Zaunbau wird fortgesetzt/Fallwildsuche mit Hunden, Drohne und Unterstützern

Auch nach der Anpassung der Restriktionsgebiete mit der Allgemeinverfügung vom 22.4.2022 gibt es keinen Wildschweinfund auf dem Territorium des Landkreises Prignitz, bei dem die Afrikanische Schweinpest (ASP) nachgewiesen wurde. Infizierte Wildschweine wurden bislang nur im benachbarten Landkreis Ludwigslust-Parchim registriert. Um ein Übergreifen der ASP auf den Landkreis weiterhin zu verhindern und die Landwirtschaft vor noch größeren Verlusten zu schützen, hat der Landkreis in den vergangenen Wochen weiter an einem Wildzaun entlang der Grenze zu Mecklenburg-Vorpommern gebaut.  „Wir denken, dass wir diesen Schutzzaun in der kommenden Woche fertigstellen können“, so Amtstierärztin Dr. Sabine Kramer. 

Entsprechend der aktuellen Rechtslage ist der Landkreis intensiv damit beschäftigt, die Erweiterung der sogenannten Weißen Zone zu planen, die genaue Trasse zu fixieren, das entsprechende Material bereitzustellen und Firmen für den Aufbau zu beauftragen.

Ungeachtet dessen laufen die Kontrolle der bereits installierten Zäune und die Fallwildsuche kontinuierlich weiter. Freiwillige Unterstützer waren am heutigen Dienstag im Raum Putlitz unterwegs, am Donnerstag wird im Raum Jännersdorf nach verendeten Wildschweinen konzentriert gesucht. In der kommenden Woche sind auch wieder Suchhunde unterwegs.

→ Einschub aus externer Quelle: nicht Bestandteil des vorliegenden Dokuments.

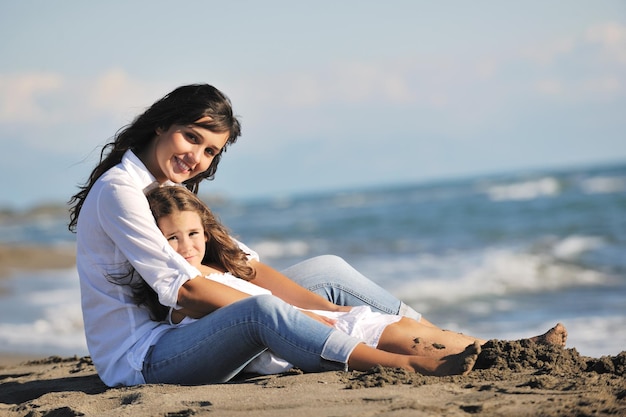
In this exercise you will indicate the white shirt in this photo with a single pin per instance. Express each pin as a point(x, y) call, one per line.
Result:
point(116, 229)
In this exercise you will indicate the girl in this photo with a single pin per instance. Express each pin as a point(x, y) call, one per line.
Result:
point(194, 233)
point(180, 139)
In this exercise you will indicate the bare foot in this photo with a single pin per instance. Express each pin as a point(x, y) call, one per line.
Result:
point(556, 336)
point(457, 364)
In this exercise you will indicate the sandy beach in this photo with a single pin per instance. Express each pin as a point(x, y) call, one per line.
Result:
point(510, 379)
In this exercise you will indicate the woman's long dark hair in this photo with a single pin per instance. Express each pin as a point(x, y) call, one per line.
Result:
point(183, 106)
point(221, 250)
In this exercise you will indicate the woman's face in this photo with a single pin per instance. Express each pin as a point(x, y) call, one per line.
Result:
point(182, 152)
point(185, 233)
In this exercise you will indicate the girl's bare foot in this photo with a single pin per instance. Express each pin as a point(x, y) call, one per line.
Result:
point(457, 364)
point(556, 336)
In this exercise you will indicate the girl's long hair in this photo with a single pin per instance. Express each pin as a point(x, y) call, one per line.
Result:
point(221, 250)
point(183, 106)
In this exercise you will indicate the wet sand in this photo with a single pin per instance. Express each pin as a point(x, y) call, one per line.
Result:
point(509, 379)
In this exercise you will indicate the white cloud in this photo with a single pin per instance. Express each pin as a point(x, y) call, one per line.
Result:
point(23, 97)
point(115, 91)
point(612, 38)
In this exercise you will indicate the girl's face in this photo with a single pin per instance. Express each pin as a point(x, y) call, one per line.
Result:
point(182, 152)
point(185, 233)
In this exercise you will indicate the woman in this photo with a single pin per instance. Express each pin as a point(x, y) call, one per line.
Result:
point(180, 139)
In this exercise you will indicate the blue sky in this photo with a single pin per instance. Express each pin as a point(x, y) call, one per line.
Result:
point(331, 94)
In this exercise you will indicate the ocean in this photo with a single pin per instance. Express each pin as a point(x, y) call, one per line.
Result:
point(504, 256)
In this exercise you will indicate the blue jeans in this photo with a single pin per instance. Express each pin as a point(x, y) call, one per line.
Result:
point(218, 346)
point(336, 280)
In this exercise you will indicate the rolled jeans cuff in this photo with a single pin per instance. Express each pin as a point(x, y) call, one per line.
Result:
point(337, 351)
point(407, 311)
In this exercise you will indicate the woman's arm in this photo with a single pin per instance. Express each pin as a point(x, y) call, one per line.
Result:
point(286, 289)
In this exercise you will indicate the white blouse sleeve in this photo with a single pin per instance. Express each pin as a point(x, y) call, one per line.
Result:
point(251, 254)
point(125, 216)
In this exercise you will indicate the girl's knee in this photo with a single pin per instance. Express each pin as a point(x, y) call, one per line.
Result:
point(334, 262)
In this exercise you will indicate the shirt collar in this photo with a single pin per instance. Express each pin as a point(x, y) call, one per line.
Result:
point(139, 173)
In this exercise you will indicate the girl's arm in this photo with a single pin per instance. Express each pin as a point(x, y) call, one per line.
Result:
point(286, 289)
point(200, 296)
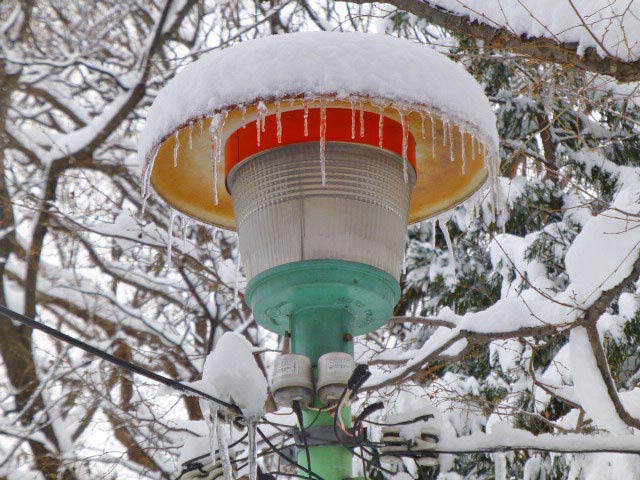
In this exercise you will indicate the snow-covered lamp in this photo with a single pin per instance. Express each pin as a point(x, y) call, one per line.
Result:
point(320, 148)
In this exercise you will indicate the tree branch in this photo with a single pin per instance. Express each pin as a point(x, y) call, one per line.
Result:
point(540, 48)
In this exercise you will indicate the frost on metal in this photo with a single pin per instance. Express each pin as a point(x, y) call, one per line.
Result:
point(315, 69)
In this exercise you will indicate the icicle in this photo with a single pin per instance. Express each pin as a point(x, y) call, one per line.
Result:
point(444, 132)
point(464, 153)
point(223, 447)
point(500, 465)
point(405, 146)
point(186, 222)
point(404, 262)
point(380, 127)
point(433, 136)
point(353, 119)
point(235, 282)
point(473, 147)
point(176, 147)
point(213, 430)
point(323, 143)
point(260, 121)
point(451, 157)
point(447, 238)
point(215, 135)
point(172, 219)
point(146, 179)
point(253, 451)
point(433, 232)
point(279, 122)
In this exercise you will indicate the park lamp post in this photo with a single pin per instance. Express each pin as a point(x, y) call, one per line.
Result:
point(319, 159)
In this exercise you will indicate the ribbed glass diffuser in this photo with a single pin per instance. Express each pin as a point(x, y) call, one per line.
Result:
point(284, 214)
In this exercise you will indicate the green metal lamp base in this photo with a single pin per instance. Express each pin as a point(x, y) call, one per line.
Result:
point(344, 297)
point(323, 304)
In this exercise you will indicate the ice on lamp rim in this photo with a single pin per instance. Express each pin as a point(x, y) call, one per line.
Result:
point(319, 64)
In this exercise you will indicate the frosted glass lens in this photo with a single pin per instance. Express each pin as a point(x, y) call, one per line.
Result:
point(284, 214)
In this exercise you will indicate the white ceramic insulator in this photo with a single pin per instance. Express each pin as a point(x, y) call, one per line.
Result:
point(335, 369)
point(292, 379)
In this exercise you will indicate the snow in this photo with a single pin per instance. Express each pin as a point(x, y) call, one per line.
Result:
point(611, 27)
point(589, 385)
point(231, 374)
point(504, 436)
point(316, 64)
point(592, 264)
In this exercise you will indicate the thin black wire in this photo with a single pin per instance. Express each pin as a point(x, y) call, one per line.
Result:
point(298, 411)
point(112, 358)
point(285, 456)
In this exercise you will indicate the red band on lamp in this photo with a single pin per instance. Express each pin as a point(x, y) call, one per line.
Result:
point(243, 143)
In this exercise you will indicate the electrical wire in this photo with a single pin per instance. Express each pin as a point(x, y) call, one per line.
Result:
point(30, 322)
point(359, 377)
point(285, 456)
point(298, 411)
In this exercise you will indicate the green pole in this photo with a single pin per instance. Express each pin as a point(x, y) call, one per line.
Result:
point(323, 304)
point(314, 332)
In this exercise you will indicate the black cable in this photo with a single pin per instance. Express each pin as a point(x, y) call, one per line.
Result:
point(298, 411)
point(113, 359)
point(285, 456)
point(368, 410)
point(397, 424)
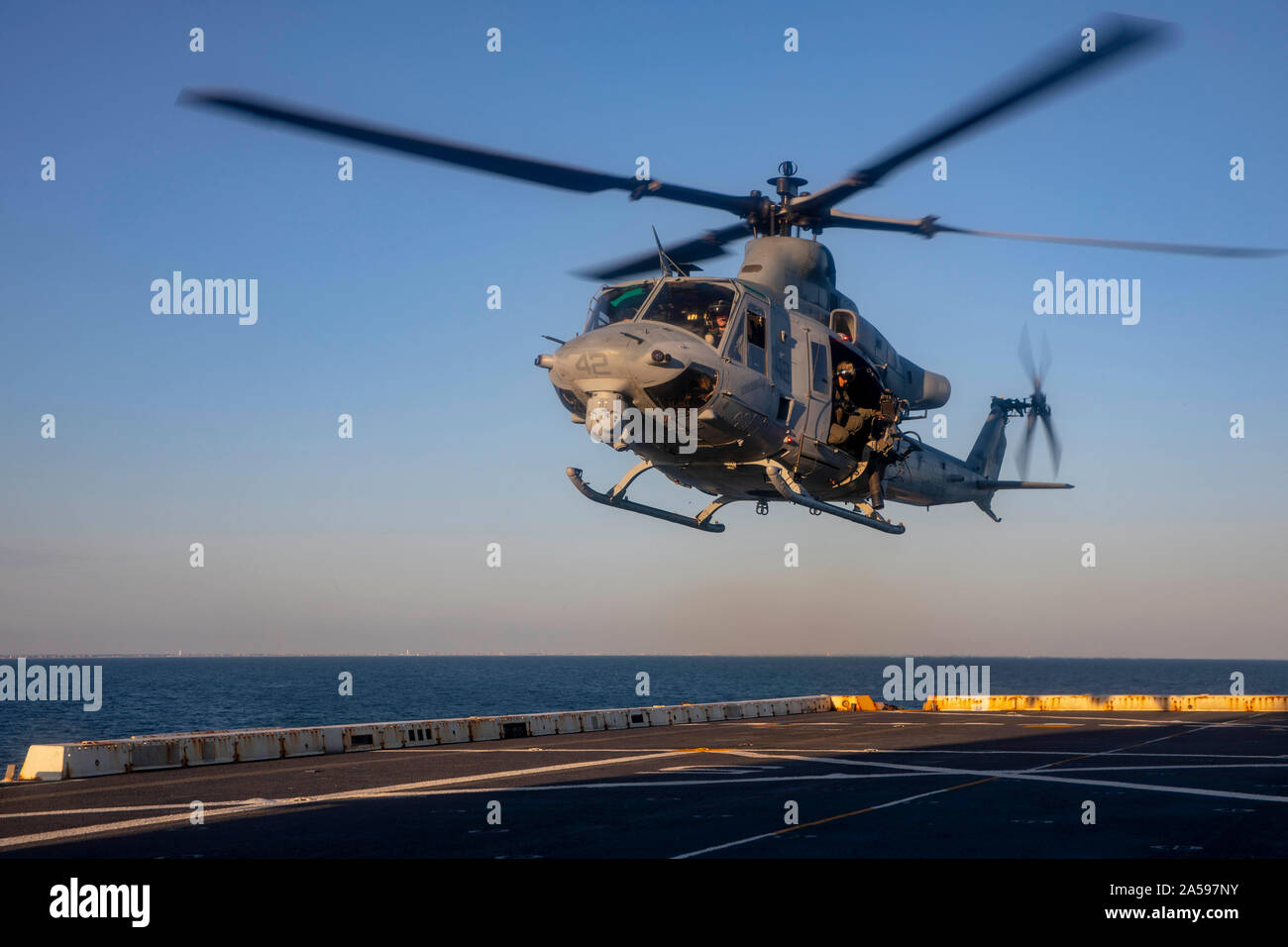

Eingesetzt wird ebenso eine Drohne des Landkreises. Mit ihr ist es zum Beispiel möglich, Wildschweinrotten zu orten und gezielt zu entnehmen. Ziel ist, eine wildschweinfreie (Weiße) Zone zu schaffen, um ein Übergreifen der Tierseuche auf seuchenfreie Gebiete zu verhindern.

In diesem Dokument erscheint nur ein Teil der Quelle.